Cell Phone Forensics Gets Even Better


Exterro Teams With Cellebrite for Mobile Device Collection

New partnership adds mobile forensics to Exterro's end-to-end e-discovery.

Law Technology News
June 26, 2013
 
Cellebrite, a provider of mobile forensic data collection and analysis products, and Exterro, maker of the Fusion e-discovery platform, announced on Wednesday a partnership to integrate mobile device data collection with Fusion.
 
The new partnership will allow Exterro customers to make use of Cellebrite offerings in two ways, said Jim FitzGerald, who directs Exterro's partnership program. First, Cellebrite will link to Fusion's collection workflow for mobile devices, said FitzGerald. Fusion can direct Cellebrite's product to collect from certain drives or files, as well as specific SMS messages and social networks.

The second avenue of intergration, continued FitzGerald, focuses on Cellebrite's data analysis and reporting. Cellebrite XML-based output will get ingested into Fusion analysis and reporting to make intelligible forms for review, create chains of evidence, amass evidence details, and help preserve evidence.

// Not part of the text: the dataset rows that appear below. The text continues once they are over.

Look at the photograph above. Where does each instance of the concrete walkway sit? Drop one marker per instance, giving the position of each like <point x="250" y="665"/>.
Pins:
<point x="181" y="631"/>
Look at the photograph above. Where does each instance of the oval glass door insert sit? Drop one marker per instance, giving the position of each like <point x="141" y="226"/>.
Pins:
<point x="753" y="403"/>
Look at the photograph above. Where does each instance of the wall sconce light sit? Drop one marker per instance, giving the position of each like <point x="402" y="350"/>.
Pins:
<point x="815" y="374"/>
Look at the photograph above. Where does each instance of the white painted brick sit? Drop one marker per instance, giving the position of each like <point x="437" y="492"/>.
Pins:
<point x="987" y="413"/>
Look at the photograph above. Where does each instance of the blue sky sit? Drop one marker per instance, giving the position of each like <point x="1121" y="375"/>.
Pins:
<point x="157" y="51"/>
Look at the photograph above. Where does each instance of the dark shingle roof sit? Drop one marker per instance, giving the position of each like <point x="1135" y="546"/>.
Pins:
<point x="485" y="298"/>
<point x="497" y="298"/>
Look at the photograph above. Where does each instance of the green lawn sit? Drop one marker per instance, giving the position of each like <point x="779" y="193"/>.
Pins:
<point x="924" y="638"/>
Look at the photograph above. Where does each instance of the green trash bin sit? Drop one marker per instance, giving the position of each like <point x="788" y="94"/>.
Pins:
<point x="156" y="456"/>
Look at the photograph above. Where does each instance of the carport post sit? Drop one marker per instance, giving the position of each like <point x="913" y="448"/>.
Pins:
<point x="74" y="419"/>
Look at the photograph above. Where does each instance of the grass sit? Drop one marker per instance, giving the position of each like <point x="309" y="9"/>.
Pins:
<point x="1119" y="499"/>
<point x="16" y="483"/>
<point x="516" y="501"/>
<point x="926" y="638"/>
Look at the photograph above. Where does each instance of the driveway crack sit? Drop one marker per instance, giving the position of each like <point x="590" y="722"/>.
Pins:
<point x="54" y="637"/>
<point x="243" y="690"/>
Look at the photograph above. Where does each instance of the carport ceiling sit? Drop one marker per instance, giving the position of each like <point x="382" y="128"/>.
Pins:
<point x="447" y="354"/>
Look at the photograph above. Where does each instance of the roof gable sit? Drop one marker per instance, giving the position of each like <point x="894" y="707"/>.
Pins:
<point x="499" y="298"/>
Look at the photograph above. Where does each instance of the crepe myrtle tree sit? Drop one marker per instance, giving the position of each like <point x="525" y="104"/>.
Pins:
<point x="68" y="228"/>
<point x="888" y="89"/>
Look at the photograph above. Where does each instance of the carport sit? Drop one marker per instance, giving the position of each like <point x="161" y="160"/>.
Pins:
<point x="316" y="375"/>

Mobile devices such as smartphones and tablets are prevalent if not ubiquitous in many organizations. According to Gartner, 1.2 billion smart, mobile devices will be sold this year. If smart devices are provisioned by the organization's IT department or is used in a "bring your own device" to work program, the devices are amenable to e-discovery. All the messages on the device, social media posts, and other data stored will be subject to discovery during an investigation or in litigation. The new partnership will extend Fusion's data management capabilities to include mobile data .
Cellebrite's bit-for-bit extraction and data analysis technology, which are part of its Universal Forensic Extraction Device (UFED) Ultimate platform and its UFED Logical Analyzer software, decode and parse mobile device electronically stored information and provide an XML-formatted report.

For companies investing in the Fusion platform, there will be purchase incentives to also acquire Cellebrite technology, said FitzGerald. Becase "the increasing importance of managing mobile device data in the legal context, particularly during discovery, cannot be ignored," ended FitzGerald.
Exterro was named a leader in Gartner's Magic Quadrant for E-Discovery Software." Gartner analysts noted the Portland, Ore.-based company's willingness to work with a wide variety of partners, its project managent and technology suppport, and its full range of " Electronic Discovery Reference Model" functions in Fusion.

Cellebrite did not respond in time as this story went to press. The company's UFED series of devices appeal to forensic specialists in law enforcement, military, corporate security, and e-discovery. Cellebrite, based in Israel, is a wholly-owned subsidiary of Sun Corp., a Japanese public company.